Bellevue, Washington (USA), November 4 2019: SAP has announced the results of a new SAP Concur survey revealing that more than three in four female business travelers have suffered harassment while traveling and more than one in two change their plans because of safety concerns.
The survey results identified concerns of personal safety while on the road and frustration that some companies seem to put self-interest ahead of employee needs. Notable highlights of the responding 7,850 business travelers in 19 global markets include:
Travelers often feel unsafe:
- Of the respondents, 58% say they have changed their travel arrangements because they felt unsafe, while 52% of business travelers cite travel safety as the most valuable training their company could provide.
- Millennials are more sensitive to current events: In the last 12 months, 42% of business travelers in this age range have reduced travel to a location because of political unrest or health hazards, compared to 36% of Gen X and 23% of Baby Boomers. Nearly as many of the Millennials (40%) selected a flight based on aircraft type, compared to 33% of Gen Xers and 21% of Boomers.
- Nearly one third (31%) of business travelers prioritize their own safety as the most important factor when taking a business trip, yet over half (54%) believe safety is not their companies' top priority.
Female travelers report high levels of harassment and sexism on the road:
- More than three in four female business travelers (77%) have experienced some sort of harassment or mistreatment while traveling. Women are asked if they're traveling with their husband (42 %), ignored by service workers (38%), or catcalled on the job (31%).
- Nearly half of young female business travelers face discrimination. Forty-six percent of Gen Z women report having been asked if they were traveling with their husband compared to 31% of Boomers. At the same time, 41% of female Millennials have been ignored by service workers compared to 23% of Boomers.
LGBTQ+ travelers hide aspects of their identity when traveling for work:
- The vast majority (95%) of LGBTQ+ travelers have hidden their sexual orientation while on a business trip, with the most common reasons being to protect their safety (57%).
- Eighty-five percent have changed their travel arrangements out of concern for their safety, compared to just 53% of their non-LGBTQ+ colleagues.
Business travel isn't getting easier or less stressful:
- Sixty-seven percent believe their company lags behind when it comes to adopting the latest technologies to make business travel easier.
- An overwhelming majority of business travelers (94%) are willing to share personal information to improve their business travel experience – an impressive number in an age of data privacy concerns.
- Thirty-seven percent of business travelers feel the most stress before a trip when they're planning, booking and organizing travel.
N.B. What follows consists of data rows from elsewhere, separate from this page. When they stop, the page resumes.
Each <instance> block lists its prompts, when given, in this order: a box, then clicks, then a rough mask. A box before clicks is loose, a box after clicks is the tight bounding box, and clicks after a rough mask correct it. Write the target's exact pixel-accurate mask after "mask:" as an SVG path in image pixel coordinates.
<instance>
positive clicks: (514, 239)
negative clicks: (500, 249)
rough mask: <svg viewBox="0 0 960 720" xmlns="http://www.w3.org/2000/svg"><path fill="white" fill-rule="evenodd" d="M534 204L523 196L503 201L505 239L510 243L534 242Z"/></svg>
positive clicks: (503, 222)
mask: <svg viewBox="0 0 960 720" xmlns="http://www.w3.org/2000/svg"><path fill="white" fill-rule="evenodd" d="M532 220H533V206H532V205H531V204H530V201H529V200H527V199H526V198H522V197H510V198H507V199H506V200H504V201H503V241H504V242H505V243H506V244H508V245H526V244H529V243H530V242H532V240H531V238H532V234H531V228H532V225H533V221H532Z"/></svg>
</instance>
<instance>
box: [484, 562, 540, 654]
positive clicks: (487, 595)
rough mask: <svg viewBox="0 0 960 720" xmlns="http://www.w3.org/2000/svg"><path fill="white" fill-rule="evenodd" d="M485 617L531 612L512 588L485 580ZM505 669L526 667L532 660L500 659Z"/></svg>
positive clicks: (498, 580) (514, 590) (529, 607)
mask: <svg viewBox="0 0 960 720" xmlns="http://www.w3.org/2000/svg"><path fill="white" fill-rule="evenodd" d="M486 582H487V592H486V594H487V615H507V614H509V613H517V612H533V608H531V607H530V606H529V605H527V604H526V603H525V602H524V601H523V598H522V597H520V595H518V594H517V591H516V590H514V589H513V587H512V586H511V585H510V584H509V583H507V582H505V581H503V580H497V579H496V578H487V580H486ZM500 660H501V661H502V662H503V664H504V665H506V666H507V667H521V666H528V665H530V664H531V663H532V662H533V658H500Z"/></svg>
On the flip side, when a traveler returns home, 24% of business travelers say they would rather have a cavity filled at the dentist than complete an expense report.
"Societal issues and employee experiences are increasingly impacting the way we travel. With these shifts come new expectations from traveling employees that shouldn't go unnoticed," said Mike Koetting, Chief Product Strategy Officer, SAP Concur. "While companies continue to try and maximize traveler satisfaction, the reality is that employees are hungry for more empathy, guidance and better technology as they run into both common frustrations and unique individual concerns, leaving room for improvement among organizations of all sizes."
SAP Concur is the world's leading brand for travel, expense and invoice management solutions. Download the full whitepaper report here.
The survey was conducted by Wakefield Research (www.wakefieldresearch.com), a leading independent provider of quantitative, qualitative and hybrid market research, among 7,850 business travelers, defined as those who travel for business three or more times annually from the following markets: Australia, Belgium, Brazil, Canada, Mainland China, Hong Kong, Taiwan, Denmark, Finland, France, Germany, India, Japan, Luxembourg, Mexico, Netherlands, Norway, Singapore, Malaysia, Sweden, United Kingdom and the United States. The survey took place July–August 2019.